3. American culture demonizes animal fat. The conclusion that animal fat is bad rests on epidemiology. Once something becomes heavily recommended or discouraged, a big problem for epidemiologists arises: the people who follow the advice are likely to be different (e.g., more disciplined, better off) than those that don’t (the healthy-user bias). As I blogged yesterday, an example is vaccine effectiveness: Those who get vaccinated are different than those who don’t.

4. Fat tastes good. Which implies we need it. We like whipped cream, butter on toast, milk in tea, and so on. Butter vastly improves toast even with my nose clipped. Long ago, when this fat-pleasure connection evolved, dietary fat was mostly animal fat and fish oil.

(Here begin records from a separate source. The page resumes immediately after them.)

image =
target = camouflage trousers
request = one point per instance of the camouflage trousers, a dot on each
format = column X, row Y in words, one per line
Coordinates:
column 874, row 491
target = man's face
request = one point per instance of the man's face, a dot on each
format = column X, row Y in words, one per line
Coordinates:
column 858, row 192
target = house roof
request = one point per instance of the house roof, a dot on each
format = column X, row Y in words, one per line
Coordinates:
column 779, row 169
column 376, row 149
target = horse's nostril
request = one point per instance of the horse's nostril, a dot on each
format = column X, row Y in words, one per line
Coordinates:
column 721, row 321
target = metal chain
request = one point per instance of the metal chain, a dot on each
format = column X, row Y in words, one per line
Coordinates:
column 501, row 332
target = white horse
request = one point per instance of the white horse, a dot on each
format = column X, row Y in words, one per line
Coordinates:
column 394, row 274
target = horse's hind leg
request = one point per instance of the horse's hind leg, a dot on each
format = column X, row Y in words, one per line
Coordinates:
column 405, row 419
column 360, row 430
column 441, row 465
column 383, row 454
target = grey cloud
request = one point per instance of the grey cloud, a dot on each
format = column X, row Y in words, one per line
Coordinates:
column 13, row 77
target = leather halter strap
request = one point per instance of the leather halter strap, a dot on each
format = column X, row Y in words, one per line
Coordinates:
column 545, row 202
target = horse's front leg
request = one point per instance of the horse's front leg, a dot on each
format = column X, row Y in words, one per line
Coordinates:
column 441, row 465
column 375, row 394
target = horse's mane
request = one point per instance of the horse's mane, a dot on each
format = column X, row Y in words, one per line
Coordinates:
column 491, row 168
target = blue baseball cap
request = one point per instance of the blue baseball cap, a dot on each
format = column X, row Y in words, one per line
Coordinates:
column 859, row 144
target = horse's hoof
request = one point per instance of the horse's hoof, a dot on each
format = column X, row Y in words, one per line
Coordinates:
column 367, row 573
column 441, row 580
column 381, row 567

All this makes it plausible that animal fat is good for us. That’s not surprising. Based on Weston Price’s observations plus these four arguments, I already believed this. Many people believe this. The interesting idea suggested by my data is the possibility of measuring its benefits quickly, by measuring brain function. My experience suggested that animal fat improves brain function quickly. Brain function is easier to measure than the functioning of other parts of the body. By measuring my sleep, my energy, or something else controlled by the brain, maybe I can figure out the optimal amount of animal fat. This is what happened with omega-3. The idea that omega-3 is good wasn’t new; the novelty was the ability to measure its benefits quickly. (At first I measured my balance, later other things controlled by the brain.) With a fast measure I could determine the optimal amount. It’s likely that what’s optimal for the brain is optimal for the rest of the body, just as all the electric appliances in your house work best with the same house current. If you figure out the best current for one appliance, you are probably simultaneously optimizing all of them.